J'ai eu l'occasion avec deux jeunes et jolies femmes de leur dire récemment que je les aimais beaucoup mais ne le désirais nullement, ce qui est vrai. Je me suis attiré leurs foudres en retour. Bien que n'étant ni sentimentalement, ni sexuellement attirant pour elles, elles ont très mal pris mon propos. Et m'ont, chacune à leur façon, fait un procès d'intention. J'avais beau affirmer ne pas les désirer, selon elles, je les désirais quand-même. Ce comportement apparemment absurde connaît deux explications.
La première est la plus
évidente. En déclarant ne pas désirer ces femmes je remets en
question leur pouvoir de séduction.
La deuxième raison est
moins immédiatement évidente.
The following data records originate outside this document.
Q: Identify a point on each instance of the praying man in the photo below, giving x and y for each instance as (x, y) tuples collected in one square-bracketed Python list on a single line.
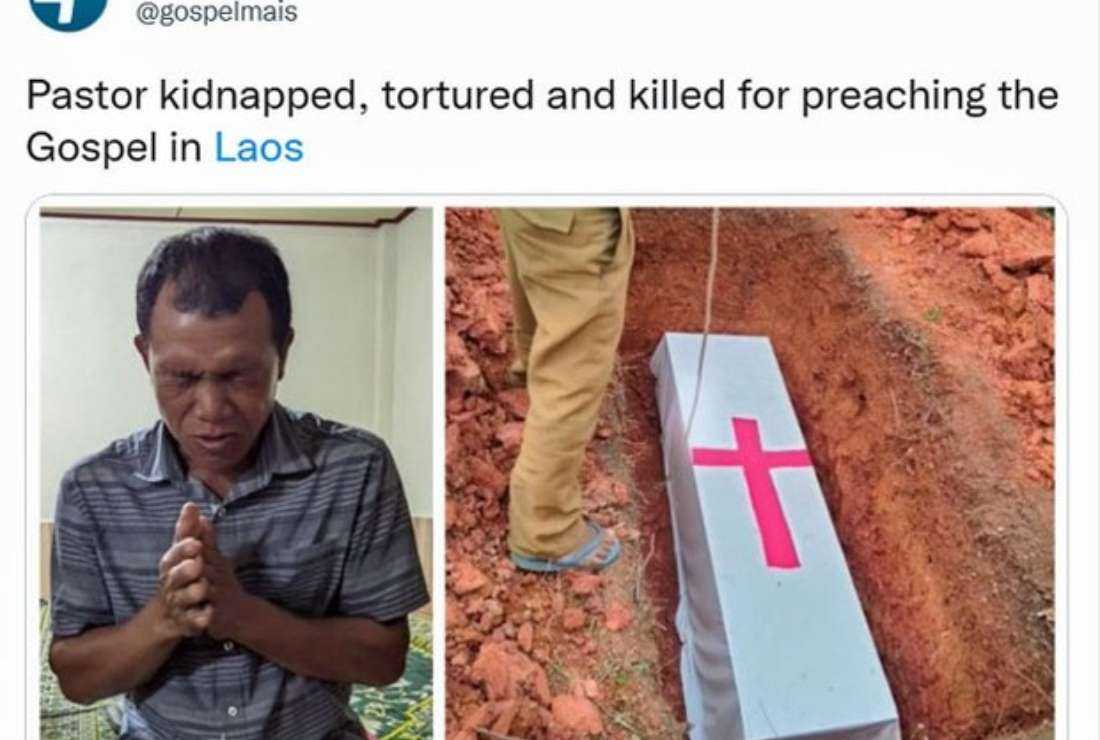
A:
[(233, 569)]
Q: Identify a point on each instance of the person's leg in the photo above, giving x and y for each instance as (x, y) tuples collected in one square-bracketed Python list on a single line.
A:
[(523, 321), (574, 277)]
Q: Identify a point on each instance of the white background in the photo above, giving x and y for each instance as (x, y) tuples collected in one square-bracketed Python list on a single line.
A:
[(793, 43)]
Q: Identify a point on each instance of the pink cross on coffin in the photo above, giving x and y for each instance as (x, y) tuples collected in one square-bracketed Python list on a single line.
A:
[(757, 464)]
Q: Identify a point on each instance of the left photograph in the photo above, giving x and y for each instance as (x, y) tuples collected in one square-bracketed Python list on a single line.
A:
[(233, 471)]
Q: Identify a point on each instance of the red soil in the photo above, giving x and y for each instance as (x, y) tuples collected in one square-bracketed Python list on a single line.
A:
[(917, 348)]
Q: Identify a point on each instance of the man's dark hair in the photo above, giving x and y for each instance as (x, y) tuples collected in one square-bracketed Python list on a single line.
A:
[(213, 269)]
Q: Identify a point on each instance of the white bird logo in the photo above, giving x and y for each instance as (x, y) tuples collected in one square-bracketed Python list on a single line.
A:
[(64, 9)]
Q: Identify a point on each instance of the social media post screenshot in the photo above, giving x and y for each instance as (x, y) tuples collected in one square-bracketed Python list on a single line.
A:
[(597, 371)]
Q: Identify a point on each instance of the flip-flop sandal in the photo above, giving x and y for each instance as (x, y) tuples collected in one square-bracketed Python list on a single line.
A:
[(586, 558)]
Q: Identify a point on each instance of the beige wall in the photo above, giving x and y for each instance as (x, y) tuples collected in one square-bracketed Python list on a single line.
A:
[(363, 337)]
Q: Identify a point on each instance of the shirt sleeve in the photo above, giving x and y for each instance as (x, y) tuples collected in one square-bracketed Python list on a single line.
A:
[(382, 576), (78, 593)]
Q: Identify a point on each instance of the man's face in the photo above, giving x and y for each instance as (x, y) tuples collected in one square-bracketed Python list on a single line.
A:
[(215, 379)]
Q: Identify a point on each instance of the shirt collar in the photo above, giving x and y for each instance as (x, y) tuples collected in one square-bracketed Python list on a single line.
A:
[(281, 453)]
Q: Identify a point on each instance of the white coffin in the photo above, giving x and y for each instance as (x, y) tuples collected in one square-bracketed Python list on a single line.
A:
[(774, 641)]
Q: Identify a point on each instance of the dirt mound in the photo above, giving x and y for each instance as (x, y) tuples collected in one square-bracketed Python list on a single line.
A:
[(917, 346)]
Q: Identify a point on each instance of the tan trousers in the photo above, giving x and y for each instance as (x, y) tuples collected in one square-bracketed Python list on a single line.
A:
[(568, 271)]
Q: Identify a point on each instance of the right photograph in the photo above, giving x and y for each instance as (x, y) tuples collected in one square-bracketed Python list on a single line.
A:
[(750, 473)]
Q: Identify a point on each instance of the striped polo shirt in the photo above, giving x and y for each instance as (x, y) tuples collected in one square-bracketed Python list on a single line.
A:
[(319, 526)]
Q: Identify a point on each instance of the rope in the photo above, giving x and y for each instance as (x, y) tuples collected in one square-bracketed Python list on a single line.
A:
[(706, 319)]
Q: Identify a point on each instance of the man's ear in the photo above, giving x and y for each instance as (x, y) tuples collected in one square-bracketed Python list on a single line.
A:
[(142, 345), (283, 353)]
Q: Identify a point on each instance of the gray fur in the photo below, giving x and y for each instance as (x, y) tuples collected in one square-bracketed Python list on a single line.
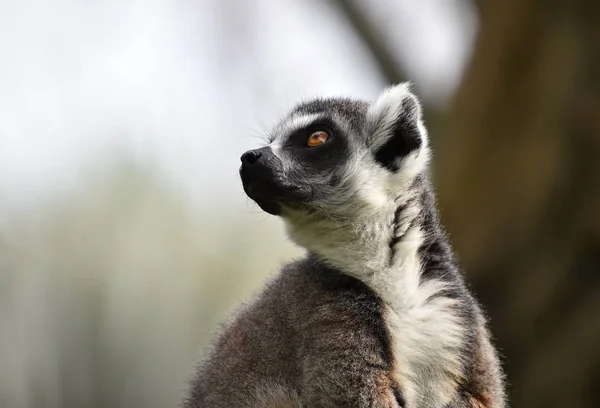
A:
[(377, 314)]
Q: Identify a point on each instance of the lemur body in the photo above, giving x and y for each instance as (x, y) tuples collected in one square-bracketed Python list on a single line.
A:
[(377, 314)]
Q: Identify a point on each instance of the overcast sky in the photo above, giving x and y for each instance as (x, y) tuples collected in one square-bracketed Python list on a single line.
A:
[(185, 85)]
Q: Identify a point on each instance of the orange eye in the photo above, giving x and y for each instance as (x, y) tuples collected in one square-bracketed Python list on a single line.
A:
[(317, 138)]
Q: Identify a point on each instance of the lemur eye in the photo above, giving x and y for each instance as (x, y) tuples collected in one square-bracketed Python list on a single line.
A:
[(317, 138)]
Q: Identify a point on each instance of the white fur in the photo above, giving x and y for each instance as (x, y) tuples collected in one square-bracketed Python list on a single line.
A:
[(354, 236)]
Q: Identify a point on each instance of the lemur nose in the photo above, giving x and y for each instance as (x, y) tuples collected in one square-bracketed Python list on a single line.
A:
[(250, 157)]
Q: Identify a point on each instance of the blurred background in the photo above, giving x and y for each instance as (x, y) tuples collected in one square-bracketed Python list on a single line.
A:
[(125, 236)]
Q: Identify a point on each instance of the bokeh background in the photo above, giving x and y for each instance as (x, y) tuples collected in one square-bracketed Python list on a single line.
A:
[(125, 236)]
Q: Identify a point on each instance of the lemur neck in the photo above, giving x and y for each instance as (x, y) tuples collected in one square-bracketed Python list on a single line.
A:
[(402, 234)]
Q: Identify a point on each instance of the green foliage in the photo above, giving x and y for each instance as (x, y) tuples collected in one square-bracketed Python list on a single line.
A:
[(108, 296)]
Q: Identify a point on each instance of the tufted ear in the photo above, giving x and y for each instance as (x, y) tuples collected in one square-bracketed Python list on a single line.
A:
[(394, 127)]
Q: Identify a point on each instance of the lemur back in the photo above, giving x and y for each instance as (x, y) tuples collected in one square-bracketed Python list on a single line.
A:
[(377, 314)]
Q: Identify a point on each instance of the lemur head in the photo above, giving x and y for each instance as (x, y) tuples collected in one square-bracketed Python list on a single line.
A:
[(339, 160)]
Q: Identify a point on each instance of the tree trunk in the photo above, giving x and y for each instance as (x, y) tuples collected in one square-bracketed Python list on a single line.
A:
[(518, 178)]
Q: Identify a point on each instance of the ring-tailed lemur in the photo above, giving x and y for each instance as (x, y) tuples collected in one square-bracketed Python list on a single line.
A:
[(377, 314)]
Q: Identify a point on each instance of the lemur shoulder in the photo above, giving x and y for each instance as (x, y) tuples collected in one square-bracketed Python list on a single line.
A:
[(377, 313)]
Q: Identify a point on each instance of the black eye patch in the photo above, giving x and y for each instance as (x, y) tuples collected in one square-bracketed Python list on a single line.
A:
[(405, 137), (324, 158)]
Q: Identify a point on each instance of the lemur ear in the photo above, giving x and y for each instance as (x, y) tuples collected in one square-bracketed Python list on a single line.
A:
[(393, 126)]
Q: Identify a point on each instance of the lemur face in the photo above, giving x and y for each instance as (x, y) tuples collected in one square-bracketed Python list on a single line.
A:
[(338, 156)]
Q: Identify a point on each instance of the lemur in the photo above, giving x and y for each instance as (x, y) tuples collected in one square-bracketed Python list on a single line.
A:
[(377, 314)]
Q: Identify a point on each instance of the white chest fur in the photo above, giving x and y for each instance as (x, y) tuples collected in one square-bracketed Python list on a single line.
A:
[(426, 331)]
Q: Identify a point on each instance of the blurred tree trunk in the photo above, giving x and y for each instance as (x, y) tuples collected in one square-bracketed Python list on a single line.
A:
[(518, 177)]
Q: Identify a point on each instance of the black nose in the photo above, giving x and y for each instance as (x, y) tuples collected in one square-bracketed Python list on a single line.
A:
[(250, 157)]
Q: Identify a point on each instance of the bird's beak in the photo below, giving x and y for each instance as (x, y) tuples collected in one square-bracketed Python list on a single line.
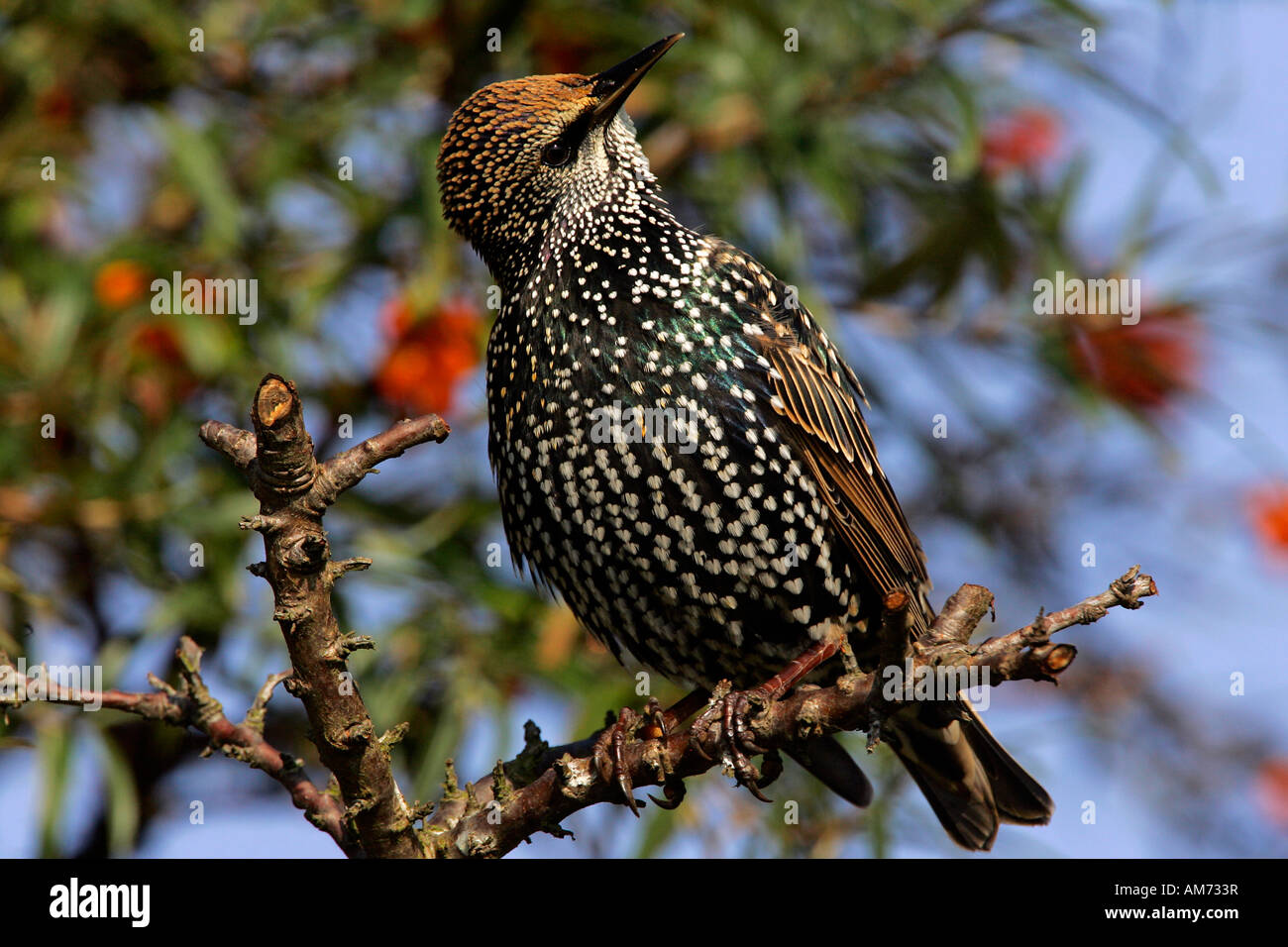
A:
[(613, 86)]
Je l'ai baptisé « le
garde-manger sentimental ». La femme rêve du meilleur. Elle
craint cependant aussi de ne pas parvenir à la réussite. Rester
seule ou se retrouver finalement seule. Alors il lui restera au choix
l'un des hommes qui la désirent depuis longtemps sans espoir. Ces
hommes elle en a fait une sorte de garde-manger sentimental pour les
vieux jours, en cas de famine.
Mais si les hommes du
garde-manger sentimental s'en échappe, il ne reste plus aucune roue
de secours sentimentale pour finir sa vie avec quelqu'un. D'où le très mauvais
accueil fait à mon propos : « je t'apprécie beaucoup
et ne te désire pas ».
Si vous êtes un homme
gentil et sympathique, vivant seul, sachez que sans le savoir vous
êtes peut-être ainsi rangé dans le garde-manger sentimental d'une
ou plusieurs dames.
J'avais voulu répondre
aux deux dames qui m'ont nié l'affection non sexuelle que je leur
voue. Finalement je ne leur répondrai pas. Je me contenterai
d'écrire ce texte explicatif, qu'elles ne liront probablement pas.